Cette affaire de coffres-forts devrait par ailleurs relancer les débats sur le financement des partis politiques, qui constitue le nerf de la guerre lors des campagnes électorales qui s’annoncent. Il serait dommage que le gouvernement continue à se contenter de dire que l’opposition avait refusé de voter en faveur du Political Financing Bill de 2019. Beaucoup pensent en effet qu’il est temps qu’une plateforme soit créée sous la forme d’un comité constitutionnel afin de dégager une formule de financement des partis sur une base équitable, et sans qu’aucun parti ne bénéficie d’un avantage concurrentiel.
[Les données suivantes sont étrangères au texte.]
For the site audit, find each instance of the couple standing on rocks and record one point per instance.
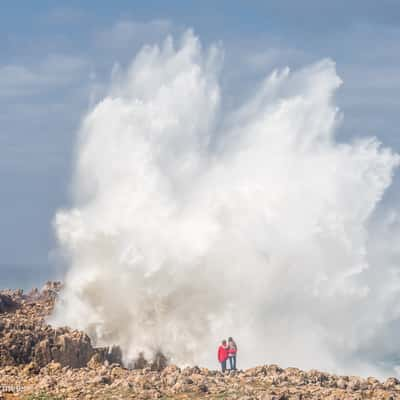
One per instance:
(227, 351)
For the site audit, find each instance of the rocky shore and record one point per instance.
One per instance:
(38, 360)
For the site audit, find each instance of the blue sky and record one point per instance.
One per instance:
(56, 57)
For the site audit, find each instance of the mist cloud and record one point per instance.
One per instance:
(191, 223)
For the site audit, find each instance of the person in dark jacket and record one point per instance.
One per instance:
(232, 351)
(223, 355)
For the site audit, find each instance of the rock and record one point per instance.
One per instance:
(7, 304)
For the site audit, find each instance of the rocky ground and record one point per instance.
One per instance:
(40, 362)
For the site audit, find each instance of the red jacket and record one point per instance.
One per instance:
(222, 353)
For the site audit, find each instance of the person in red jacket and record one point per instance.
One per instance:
(232, 351)
(223, 355)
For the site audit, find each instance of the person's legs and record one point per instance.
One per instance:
(223, 366)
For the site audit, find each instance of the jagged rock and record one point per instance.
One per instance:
(7, 304)
(40, 357)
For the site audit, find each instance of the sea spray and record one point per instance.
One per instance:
(191, 224)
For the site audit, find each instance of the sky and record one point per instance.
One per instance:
(56, 59)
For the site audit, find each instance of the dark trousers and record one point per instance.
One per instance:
(223, 366)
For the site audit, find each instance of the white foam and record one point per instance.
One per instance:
(191, 224)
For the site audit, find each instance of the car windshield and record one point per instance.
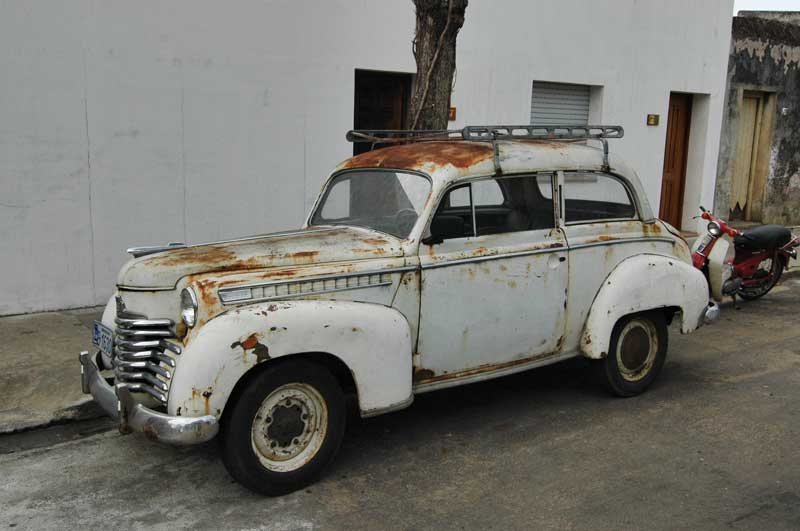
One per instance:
(386, 201)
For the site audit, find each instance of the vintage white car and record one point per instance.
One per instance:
(423, 265)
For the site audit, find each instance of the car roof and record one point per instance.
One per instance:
(450, 161)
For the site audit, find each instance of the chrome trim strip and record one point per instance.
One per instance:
(146, 332)
(494, 257)
(313, 279)
(142, 376)
(623, 240)
(134, 323)
(320, 292)
(138, 288)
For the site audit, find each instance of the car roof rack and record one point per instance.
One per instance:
(492, 133)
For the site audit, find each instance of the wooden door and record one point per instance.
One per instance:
(381, 99)
(674, 176)
(751, 162)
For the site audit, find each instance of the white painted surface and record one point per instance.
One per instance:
(126, 124)
(373, 340)
(640, 283)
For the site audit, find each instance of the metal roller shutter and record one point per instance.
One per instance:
(559, 104)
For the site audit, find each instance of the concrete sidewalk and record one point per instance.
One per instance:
(39, 371)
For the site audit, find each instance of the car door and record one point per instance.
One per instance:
(494, 278)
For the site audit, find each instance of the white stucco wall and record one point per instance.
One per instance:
(131, 123)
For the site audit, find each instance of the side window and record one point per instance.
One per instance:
(592, 197)
(495, 206)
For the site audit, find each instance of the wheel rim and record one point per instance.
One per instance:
(637, 348)
(289, 427)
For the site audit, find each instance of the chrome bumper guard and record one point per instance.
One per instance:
(120, 405)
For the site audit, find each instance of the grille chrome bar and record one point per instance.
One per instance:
(143, 353)
(146, 332)
(147, 344)
(143, 323)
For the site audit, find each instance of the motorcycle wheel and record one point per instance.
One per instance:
(775, 265)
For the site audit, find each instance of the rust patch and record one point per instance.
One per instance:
(460, 154)
(423, 374)
(477, 370)
(250, 342)
(206, 397)
(374, 241)
(260, 350)
(303, 256)
(651, 229)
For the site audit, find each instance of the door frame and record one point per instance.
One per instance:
(685, 155)
(403, 78)
(479, 255)
(762, 145)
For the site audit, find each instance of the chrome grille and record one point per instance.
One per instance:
(144, 358)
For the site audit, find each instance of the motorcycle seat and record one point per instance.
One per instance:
(764, 237)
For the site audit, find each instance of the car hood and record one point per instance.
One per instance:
(283, 249)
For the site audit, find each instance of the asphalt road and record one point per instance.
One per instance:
(713, 444)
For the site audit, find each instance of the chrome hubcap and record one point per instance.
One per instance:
(636, 349)
(289, 427)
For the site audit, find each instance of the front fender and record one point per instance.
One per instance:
(374, 341)
(640, 283)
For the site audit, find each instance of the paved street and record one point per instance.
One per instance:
(714, 444)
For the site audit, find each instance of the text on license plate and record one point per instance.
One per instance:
(103, 338)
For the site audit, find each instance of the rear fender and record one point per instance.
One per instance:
(641, 283)
(372, 340)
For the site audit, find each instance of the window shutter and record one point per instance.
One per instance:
(559, 104)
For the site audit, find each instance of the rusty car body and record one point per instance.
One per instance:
(394, 307)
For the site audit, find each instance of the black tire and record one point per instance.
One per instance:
(240, 451)
(757, 293)
(645, 349)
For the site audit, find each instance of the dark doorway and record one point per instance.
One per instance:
(673, 179)
(381, 102)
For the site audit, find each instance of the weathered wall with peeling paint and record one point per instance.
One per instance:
(765, 56)
(127, 124)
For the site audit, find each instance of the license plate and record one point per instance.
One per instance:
(103, 338)
(704, 243)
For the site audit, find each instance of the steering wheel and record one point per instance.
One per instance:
(405, 219)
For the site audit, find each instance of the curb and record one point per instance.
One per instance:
(86, 409)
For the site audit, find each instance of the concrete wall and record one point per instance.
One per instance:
(765, 57)
(141, 123)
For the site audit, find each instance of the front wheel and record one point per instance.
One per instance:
(636, 355)
(285, 428)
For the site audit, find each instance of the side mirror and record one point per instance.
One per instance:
(445, 227)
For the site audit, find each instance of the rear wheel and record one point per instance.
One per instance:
(285, 428)
(769, 271)
(636, 354)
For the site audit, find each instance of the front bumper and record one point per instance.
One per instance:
(118, 402)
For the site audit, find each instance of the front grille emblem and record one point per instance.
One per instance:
(120, 305)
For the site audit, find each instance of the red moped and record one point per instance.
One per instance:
(760, 256)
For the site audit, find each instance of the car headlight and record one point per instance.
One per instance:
(188, 307)
(714, 229)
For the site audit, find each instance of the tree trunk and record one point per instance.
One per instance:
(434, 46)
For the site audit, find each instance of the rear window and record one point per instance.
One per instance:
(590, 197)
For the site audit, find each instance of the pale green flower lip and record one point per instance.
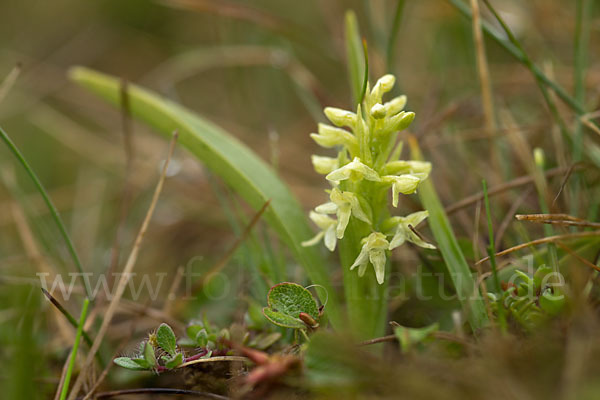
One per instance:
(355, 171)
(340, 117)
(407, 167)
(344, 204)
(327, 226)
(405, 184)
(373, 250)
(324, 165)
(404, 233)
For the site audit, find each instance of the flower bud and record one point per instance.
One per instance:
(378, 111)
(324, 165)
(395, 105)
(401, 121)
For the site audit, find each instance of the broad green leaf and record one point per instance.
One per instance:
(286, 301)
(464, 284)
(264, 340)
(355, 55)
(165, 337)
(128, 363)
(202, 338)
(283, 320)
(408, 337)
(149, 355)
(192, 330)
(292, 299)
(227, 157)
(175, 361)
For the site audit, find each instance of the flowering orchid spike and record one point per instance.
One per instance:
(405, 184)
(404, 233)
(324, 165)
(328, 231)
(355, 171)
(373, 250)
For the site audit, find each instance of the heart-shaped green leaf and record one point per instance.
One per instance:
(166, 339)
(149, 355)
(285, 303)
(174, 361)
(129, 363)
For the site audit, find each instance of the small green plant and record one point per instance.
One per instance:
(163, 340)
(532, 300)
(292, 306)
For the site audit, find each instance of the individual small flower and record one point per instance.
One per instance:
(382, 86)
(395, 105)
(405, 184)
(330, 136)
(344, 204)
(378, 111)
(355, 171)
(407, 167)
(340, 117)
(404, 233)
(327, 226)
(324, 165)
(373, 250)
(400, 121)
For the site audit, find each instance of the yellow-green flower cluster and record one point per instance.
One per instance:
(366, 168)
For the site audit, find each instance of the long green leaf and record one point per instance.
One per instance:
(454, 258)
(230, 159)
(355, 54)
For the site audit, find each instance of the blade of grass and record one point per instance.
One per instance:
(363, 89)
(529, 64)
(522, 57)
(73, 356)
(355, 55)
(53, 211)
(238, 166)
(67, 315)
(582, 33)
(9, 81)
(491, 252)
(393, 36)
(581, 41)
(454, 258)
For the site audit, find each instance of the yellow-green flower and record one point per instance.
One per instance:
(403, 232)
(344, 204)
(324, 165)
(355, 171)
(373, 251)
(405, 184)
(327, 226)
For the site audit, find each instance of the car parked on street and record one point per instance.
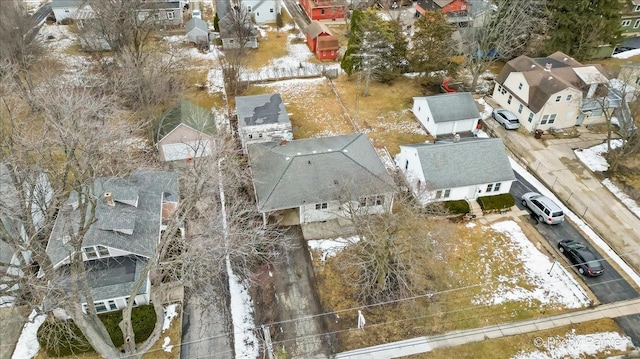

D’ailleurs, alors que les instances internationales comme Moody’s, insistent sur la consolidation de la gouvernance et des institutions dans l’île, au niveau du secteur privé, on considère qu’une législation en faveur du financement des partis s’inscrit dans la démarche de bonne gouvernance. Le fait que le financement des partis politiques ne soit soumis à aucun contrôle est considéré comme inacceptable.

Le directeur exécutif de Business Mauritius, Kavin Ramkaloan, en fait d’ailleurs mention dans une interview accordée au Mauricien ce samedi. Il considère que les entreprises du secteur privé ont fait leur part en acceptant d’inclure dans leur bilan le montant de financement accordé aux partis politiques. À Maurice, il y a suffisamment d’études et de rapports concernant cette question, et il ne devrait pas être difficile pour un comité d’experts de trancher sur la question.

Sur le plan international, les regards seront tournés en ce début de semaine vers la Grande-Bretagne, qui devrait connaître le nom du successeur de Boris Johnson comme Premier ministre. À ce stade, l’actuelle cheffe de la diplomatie, Liz Truss, est donnée favorite face à Richi Sunak. Liz Truss est présentée comme une politicienne plus pragmatique que Boris Johnson. Sa prise de position par rapport à la stratégie économique et politique internationale est attendue avec impatience.